The Clarion-Clipperton Zone remains a hotbed of interest for the mining industry. With the push for renewable energy and electric vehicles, demand for cobalt, nickel, and other battery metals is skyrocketing. Companies argue that deep-sea mining could supply these materials without the geopolitical and environmental challenges of land-based mining.

But scientists warn that disturbing the seabed risks destroying ecosystems we barely understand. The recent discovery of “dark oxygen”—oxygen produced in the deep ocean without sunlight—shows just how mysterious these environments remain. Interfering with them could erase biological processes essential to Earth’s climate balance.
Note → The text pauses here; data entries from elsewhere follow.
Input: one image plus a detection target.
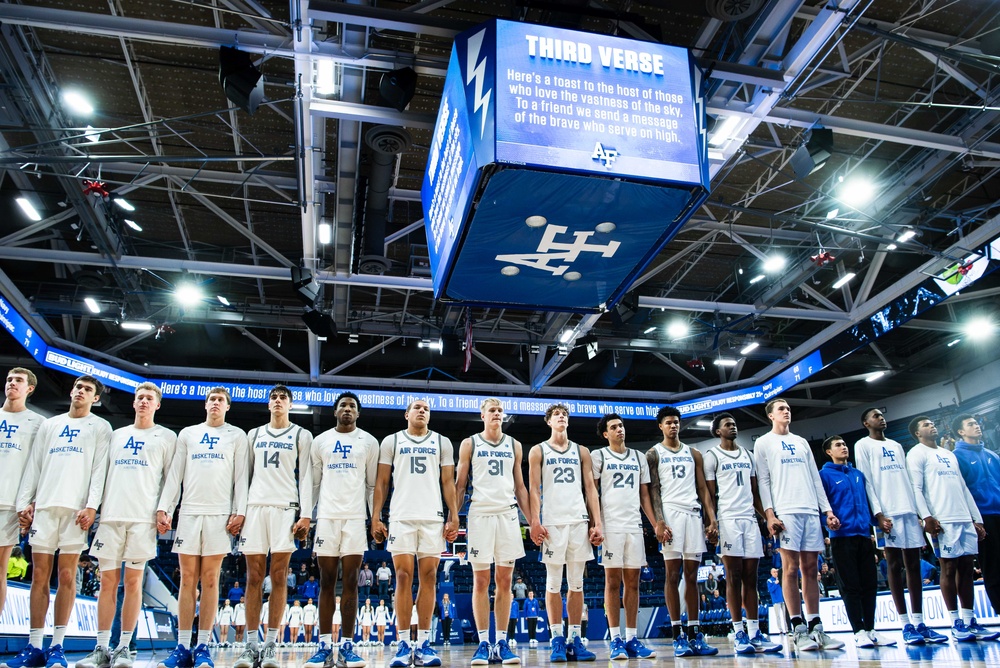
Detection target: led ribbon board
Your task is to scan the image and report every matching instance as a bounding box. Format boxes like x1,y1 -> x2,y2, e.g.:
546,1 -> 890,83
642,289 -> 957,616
421,20 -> 708,312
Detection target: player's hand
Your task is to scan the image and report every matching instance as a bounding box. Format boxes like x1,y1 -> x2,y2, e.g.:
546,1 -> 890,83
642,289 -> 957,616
656,520 -> 674,543
528,522 -> 549,546
443,518 -> 458,543
73,508 -> 97,531
972,522 -> 986,540
292,517 -> 312,540
226,515 -> 246,536
156,510 -> 173,536
924,515 -> 941,536
705,520 -> 719,545
372,518 -> 389,543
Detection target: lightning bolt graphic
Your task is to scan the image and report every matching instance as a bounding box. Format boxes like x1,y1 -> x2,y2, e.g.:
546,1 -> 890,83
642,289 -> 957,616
465,30 -> 493,139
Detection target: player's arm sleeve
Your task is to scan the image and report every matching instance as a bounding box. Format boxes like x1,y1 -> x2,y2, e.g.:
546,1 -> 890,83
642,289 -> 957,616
156,432 -> 187,515
854,443 -> 882,515
16,420 -> 51,511
906,449 -> 931,519
753,443 -> 774,510
232,430 -> 250,515
86,422 -> 112,510
299,429 -> 315,518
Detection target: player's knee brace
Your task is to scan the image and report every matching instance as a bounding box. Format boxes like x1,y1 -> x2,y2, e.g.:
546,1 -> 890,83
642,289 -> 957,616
545,564 -> 562,594
566,561 -> 587,591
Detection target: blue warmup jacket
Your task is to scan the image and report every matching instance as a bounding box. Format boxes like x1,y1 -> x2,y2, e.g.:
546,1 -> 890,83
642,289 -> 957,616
955,441 -> 1000,515
819,462 -> 872,538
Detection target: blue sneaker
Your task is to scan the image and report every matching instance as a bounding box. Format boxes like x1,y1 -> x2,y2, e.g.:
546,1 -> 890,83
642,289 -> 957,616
566,636 -> 597,661
951,619 -> 976,642
304,643 -> 333,668
45,644 -> 69,668
750,629 -> 782,654
968,617 -> 1000,640
336,640 -> 365,668
917,622 -> 948,645
903,624 -> 927,645
625,638 -> 656,659
191,643 -> 215,668
0,643 -> 45,668
413,640 -> 441,666
674,633 -> 694,658
691,632 -> 719,656
389,640 -> 413,668
733,630 -> 757,654
494,640 -> 521,666
471,640 -> 490,666
549,636 -> 566,663
610,637 -> 628,661
156,645 -> 194,668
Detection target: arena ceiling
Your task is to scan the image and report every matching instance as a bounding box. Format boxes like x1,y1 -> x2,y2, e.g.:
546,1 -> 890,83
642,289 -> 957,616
0,0 -> 1000,444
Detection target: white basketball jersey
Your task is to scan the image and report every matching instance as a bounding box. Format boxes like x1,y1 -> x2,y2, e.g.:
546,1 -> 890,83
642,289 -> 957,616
653,443 -> 701,514
705,445 -> 756,520
101,425 -> 177,524
378,429 -> 455,522
312,429 -> 378,520
469,434 -> 517,517
247,424 -> 313,517
157,423 -> 250,515
591,447 -> 649,534
541,441 -> 590,526
0,409 -> 45,509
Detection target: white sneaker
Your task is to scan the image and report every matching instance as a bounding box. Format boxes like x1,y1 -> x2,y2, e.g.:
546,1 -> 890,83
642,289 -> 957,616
854,631 -> 875,649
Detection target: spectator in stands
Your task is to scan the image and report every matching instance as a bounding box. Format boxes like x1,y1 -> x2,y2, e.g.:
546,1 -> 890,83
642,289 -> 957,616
514,578 -> 528,601
7,545 -> 28,582
524,590 -> 540,647
226,582 -> 246,606
375,561 -> 392,598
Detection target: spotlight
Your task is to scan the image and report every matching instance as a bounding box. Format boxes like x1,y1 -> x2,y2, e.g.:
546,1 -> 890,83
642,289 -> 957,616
378,67 -> 417,111
219,46 -> 264,115
292,267 -> 319,306
302,306 -> 337,341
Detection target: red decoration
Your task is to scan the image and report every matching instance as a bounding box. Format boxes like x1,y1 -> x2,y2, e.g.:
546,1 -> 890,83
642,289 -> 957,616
83,181 -> 111,199
809,251 -> 837,267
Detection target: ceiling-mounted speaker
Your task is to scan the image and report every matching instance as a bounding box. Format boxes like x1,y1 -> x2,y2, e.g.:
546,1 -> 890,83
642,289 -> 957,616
292,267 -> 319,306
378,67 -> 417,111
219,46 -> 264,114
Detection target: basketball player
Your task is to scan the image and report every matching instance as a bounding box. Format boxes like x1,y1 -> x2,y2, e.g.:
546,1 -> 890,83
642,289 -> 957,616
528,404 -> 604,663
0,367 -> 45,613
4,376 -> 112,668
854,407 -> 948,645
704,413 -> 781,654
754,399 -> 844,652
233,385 -> 313,668
76,382 -> 177,668
646,406 -> 719,657
906,415 -> 997,642
372,399 -> 458,668
456,398 -> 528,666
156,387 -> 250,668
591,413 -> 656,661
305,392 -> 378,668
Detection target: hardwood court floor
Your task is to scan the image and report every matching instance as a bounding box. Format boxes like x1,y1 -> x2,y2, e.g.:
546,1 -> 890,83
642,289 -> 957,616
78,634 -> 1000,668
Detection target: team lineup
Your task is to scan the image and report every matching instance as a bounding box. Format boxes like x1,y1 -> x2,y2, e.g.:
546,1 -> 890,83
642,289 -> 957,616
0,367 -> 1000,668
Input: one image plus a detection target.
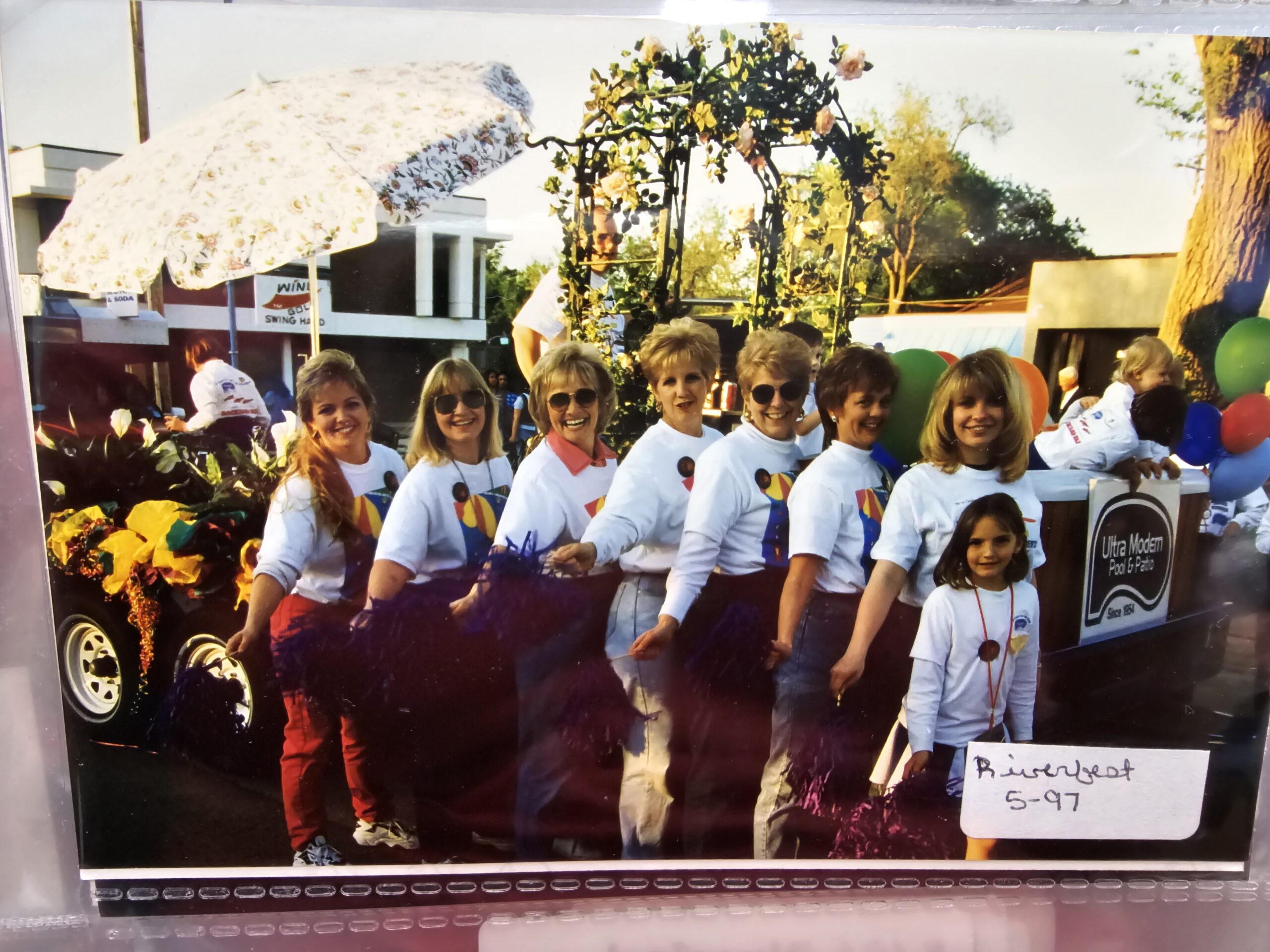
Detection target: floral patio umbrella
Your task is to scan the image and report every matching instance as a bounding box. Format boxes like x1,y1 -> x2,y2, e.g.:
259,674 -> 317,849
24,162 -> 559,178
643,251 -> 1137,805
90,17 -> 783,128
39,62 -> 532,350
Should we mine the oceans?

The findings have revived the debate over seabed mining:

  • Pro-mining argument: Access to critical minerals could accelerate the green transition.
  • Environmental concern: Deep-sea ecosystems recover far more slowly than terrestrial ones, meaning the damage could last centuries or longer.
  • Global governance question: Who controls the seabed? The CCZ falls under the jurisdiction of the International Seabed Authority, but critics argue that regulations are weak and favor mining companies.
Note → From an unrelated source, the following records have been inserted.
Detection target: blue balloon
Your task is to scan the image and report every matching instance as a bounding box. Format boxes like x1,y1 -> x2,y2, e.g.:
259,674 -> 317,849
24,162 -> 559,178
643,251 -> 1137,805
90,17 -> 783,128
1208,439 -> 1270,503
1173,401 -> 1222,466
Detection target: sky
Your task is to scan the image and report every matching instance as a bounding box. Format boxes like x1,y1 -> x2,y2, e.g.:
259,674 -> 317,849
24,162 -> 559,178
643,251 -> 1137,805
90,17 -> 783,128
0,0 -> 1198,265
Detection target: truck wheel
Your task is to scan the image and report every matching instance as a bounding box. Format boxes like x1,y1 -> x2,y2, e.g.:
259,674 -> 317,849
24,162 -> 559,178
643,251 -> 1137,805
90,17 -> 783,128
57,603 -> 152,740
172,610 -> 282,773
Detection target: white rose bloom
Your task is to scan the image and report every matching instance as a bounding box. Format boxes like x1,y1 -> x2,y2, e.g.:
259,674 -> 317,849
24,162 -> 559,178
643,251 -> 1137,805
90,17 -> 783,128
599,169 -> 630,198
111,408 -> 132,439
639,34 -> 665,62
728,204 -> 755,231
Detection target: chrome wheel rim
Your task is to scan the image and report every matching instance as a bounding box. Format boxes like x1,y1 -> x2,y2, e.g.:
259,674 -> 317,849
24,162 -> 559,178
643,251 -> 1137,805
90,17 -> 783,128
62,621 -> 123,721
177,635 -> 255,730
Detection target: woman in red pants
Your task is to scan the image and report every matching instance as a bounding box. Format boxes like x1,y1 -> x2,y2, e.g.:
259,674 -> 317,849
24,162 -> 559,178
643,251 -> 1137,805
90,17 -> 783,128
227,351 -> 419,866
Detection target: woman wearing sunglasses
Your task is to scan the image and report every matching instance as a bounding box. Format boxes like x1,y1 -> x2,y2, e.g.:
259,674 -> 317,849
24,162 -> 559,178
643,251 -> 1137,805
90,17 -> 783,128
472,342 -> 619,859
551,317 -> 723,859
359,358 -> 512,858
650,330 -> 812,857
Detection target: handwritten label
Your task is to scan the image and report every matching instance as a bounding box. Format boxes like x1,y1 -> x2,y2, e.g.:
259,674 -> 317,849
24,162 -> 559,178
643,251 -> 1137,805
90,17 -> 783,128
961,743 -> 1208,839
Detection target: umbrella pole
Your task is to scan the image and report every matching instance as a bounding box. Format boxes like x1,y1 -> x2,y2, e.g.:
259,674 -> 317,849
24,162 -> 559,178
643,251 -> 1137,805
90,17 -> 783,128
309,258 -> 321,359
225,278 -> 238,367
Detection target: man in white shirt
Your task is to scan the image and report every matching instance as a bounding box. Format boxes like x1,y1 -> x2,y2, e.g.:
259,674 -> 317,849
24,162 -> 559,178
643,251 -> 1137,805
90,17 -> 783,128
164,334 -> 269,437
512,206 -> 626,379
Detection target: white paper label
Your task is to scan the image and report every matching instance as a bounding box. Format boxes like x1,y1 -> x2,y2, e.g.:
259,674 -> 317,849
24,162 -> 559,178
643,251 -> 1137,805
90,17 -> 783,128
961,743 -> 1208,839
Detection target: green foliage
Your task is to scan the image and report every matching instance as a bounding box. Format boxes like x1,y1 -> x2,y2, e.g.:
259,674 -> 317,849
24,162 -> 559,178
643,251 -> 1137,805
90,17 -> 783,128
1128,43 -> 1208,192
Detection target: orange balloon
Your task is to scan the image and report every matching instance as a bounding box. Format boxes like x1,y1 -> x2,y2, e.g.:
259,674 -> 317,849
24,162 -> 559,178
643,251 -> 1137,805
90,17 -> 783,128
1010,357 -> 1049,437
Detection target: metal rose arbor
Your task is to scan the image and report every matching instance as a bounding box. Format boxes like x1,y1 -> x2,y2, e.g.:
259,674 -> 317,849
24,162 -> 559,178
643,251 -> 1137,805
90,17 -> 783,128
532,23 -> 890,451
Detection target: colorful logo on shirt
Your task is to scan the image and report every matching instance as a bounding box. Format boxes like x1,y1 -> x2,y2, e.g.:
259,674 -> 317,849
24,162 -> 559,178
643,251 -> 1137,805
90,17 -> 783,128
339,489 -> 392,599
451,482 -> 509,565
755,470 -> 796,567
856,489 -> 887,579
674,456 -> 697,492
The 1979 experiment serves as a warning: short-term gains can leave behind consequences that outlast generations.

The bigger picture

The mysterious pinging of the Pacific was once thought to be nature’s enigma. Instead, it has turned into a sobering reminder of how human actions reverberate—sometimes literally—through Earth’s most remote places.

As Dr. Glover and his colleagues warn, the ocean floor is not a blank slate for exploitation. It holds ecosystems older than humanity itself, and disturbing them may set off ripples we can neither predict nor control.